El igualitarismo fue atacado, y se lo presentó como una doctrina que, o bien perseguía obsesivamente una igualación puramente aritmética, o apelaba a razones morales ulteriores (como la «justicia») y entonces instrumentalizaba el valor de la igualdad. Se llamó a lo primero «igualitarismo télico» (telos = fin), y a lo segundo «igualitarismo deóntico». Los igualitaristas comprometidos se defendieron y postularon un igualitarismo no instrumental pero tampoco obsesivo, y entonces acordaron que la igualdad sería defendida solo en la medida en que se constatara que la desigualdad produce relaciones de servidumbre, pérdida del autorrespeto y ruptura de relaciones de fraternidad.

Mientras el igualitarismo crecía y ganaba adeptos, comenzaban a formularse versiones alternativas de la justicia distributiva, que no descansaban en comparaciones, por considerarlas odiosas o fundadas en la envidia.

Así surge, primero, el «suficientarismo»: la doctrina que postula, en términos positivos, que todos debieran tener solo lo suficiente para vivir, no lo mismo, y términos negativos, que hay que evitar distraerse con comparaciones. Para el suficientario la justicia distributiva se alcanza cuando todos superan un cierto umbral básico, sin que importe que sobre ese umbral algunos sean más ricos que otros. Otra doctrina similar, llamada «prioritarismo», postula que lo moralmente relevante es entregar beneficios a los que están peor en términos absolutos (los pobres), sin importar cómo están en comparación con otros, y sin importar si se ha definido o no un umbral básico de suficiencia.

Hay quienes defienden formas «puras» de estas doctrinas. Pero hay quienes (cada vez más numerosos en círculos académicos) sostienen que ninguna de ellas se sostiene por sí sola, de modo que para arribar a la mejor doctrina de justicia distributiva hay que combinarlas.

Así nacen igualitarismos pluralistas: ya sea un igualitarismo con umbral de suficiencia, o un igualitarismo con consideraciones prioritarias, entre otras fórmulas.

Lo importante del espectro que brevemente se ha presentado aquí, es que quienes adscriben a la doctrina respectiva (ya sea se trate de formas «puras» o «mixtas») la defienden como una propuesta moralmente correcta. Es decir, no plantean el debate en términos de cuál es la propuesta más fácil de implementar, ni cuál es la más eficiente, sino lisa y llanamente cuál es la que les parece más «justa». Esto deja fuera del debate un «ismo» (entre igualitarismo, suficientarismo y prioritarismo): el «utilitarismo». En efecto, la eficiencia o la felicidad del mayor número de personas no es ya un factor relevante en el debate actual de justicia distributiva.
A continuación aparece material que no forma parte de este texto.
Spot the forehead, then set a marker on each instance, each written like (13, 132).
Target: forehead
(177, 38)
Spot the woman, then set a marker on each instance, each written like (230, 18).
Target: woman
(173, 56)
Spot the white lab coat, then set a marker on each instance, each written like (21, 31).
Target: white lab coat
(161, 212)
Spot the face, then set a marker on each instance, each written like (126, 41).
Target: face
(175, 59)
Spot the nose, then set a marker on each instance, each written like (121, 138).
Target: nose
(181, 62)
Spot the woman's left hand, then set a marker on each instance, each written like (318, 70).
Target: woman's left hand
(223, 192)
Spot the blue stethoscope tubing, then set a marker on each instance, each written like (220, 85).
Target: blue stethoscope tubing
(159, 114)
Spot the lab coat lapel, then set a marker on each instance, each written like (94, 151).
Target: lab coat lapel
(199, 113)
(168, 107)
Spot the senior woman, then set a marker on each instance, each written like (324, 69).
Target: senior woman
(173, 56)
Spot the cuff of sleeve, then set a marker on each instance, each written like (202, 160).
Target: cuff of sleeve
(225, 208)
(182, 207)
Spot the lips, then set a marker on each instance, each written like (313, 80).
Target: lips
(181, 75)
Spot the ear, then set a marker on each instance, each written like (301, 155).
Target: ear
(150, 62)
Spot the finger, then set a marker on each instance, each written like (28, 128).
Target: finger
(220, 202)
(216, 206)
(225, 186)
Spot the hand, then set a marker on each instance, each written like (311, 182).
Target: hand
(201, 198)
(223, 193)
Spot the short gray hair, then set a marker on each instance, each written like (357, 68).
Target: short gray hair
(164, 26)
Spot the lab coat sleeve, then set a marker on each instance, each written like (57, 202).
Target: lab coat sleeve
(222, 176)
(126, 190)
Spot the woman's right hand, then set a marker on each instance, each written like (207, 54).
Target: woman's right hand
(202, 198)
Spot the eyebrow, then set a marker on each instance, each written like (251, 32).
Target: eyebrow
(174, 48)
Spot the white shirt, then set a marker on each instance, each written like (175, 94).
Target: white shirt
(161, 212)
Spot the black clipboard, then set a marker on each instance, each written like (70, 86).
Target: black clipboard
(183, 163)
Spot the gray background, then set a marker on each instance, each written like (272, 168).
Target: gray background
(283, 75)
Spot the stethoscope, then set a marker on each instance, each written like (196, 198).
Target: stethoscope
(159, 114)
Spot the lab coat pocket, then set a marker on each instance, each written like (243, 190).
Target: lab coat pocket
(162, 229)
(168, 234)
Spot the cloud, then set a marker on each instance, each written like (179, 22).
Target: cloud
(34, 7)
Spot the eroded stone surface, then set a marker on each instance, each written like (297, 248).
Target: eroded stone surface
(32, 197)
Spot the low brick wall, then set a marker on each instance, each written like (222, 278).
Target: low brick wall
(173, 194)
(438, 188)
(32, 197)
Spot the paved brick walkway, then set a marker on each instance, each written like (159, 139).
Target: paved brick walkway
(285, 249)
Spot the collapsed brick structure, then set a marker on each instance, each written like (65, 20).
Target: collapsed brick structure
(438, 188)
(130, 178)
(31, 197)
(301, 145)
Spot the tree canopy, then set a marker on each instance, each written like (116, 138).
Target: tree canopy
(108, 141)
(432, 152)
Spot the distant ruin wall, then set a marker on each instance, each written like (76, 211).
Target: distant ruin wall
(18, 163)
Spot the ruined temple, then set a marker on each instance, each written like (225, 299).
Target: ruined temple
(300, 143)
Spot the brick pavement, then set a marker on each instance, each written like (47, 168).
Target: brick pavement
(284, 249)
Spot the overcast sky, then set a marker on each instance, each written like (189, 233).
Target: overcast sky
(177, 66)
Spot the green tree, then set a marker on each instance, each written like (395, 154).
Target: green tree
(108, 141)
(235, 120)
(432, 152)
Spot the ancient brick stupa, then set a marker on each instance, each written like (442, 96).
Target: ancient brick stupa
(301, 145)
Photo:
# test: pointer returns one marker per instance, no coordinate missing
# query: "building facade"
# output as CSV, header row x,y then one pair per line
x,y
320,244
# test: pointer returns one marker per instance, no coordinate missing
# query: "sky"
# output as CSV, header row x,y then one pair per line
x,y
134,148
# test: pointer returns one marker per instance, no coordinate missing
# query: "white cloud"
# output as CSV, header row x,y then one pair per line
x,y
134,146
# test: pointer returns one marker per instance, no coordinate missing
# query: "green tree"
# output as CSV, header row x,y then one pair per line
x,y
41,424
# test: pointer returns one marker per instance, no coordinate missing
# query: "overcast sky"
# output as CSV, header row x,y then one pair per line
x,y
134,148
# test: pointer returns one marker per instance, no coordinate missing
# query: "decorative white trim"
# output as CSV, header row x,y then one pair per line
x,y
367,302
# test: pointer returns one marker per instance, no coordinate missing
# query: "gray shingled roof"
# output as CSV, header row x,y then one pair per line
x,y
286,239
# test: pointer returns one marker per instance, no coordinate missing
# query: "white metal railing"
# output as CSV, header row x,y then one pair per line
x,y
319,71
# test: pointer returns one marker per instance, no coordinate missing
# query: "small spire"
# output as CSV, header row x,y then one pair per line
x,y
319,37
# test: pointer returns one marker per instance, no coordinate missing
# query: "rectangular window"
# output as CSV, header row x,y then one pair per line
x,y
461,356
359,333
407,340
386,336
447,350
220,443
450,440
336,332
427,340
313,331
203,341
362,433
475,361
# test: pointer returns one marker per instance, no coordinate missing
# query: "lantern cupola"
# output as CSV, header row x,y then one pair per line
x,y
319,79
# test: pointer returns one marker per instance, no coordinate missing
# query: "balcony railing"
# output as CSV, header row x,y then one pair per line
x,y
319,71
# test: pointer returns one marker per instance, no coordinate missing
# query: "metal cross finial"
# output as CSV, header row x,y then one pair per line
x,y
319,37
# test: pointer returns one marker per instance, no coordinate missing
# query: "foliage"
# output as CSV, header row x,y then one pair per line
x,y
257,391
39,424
Si estamos en el momento del, así llamado, «debate de ideas» en torno a la justicia de políticas públicas distributivas, este es el aparato conceptual que debiera estar presente en el discurso público, ya que este aparato conceptual nos exige hacer explícito un juicio valorativo a partir de nuestra defensa a determinada política pública. En el debate de ideas, sostengo, este es el vocabulario esencial en torno al cual debiéramos interpelarnos. Si llegamos a eso, podremos decir que, más allá del espectro igualdad-libertad, defendemos tal o cual política pública no solo porque es eficiente, sino porque genuinamente creemos (ya sea igualitaria, suficientaria o prioritaria) que tiene un valor intrínseco.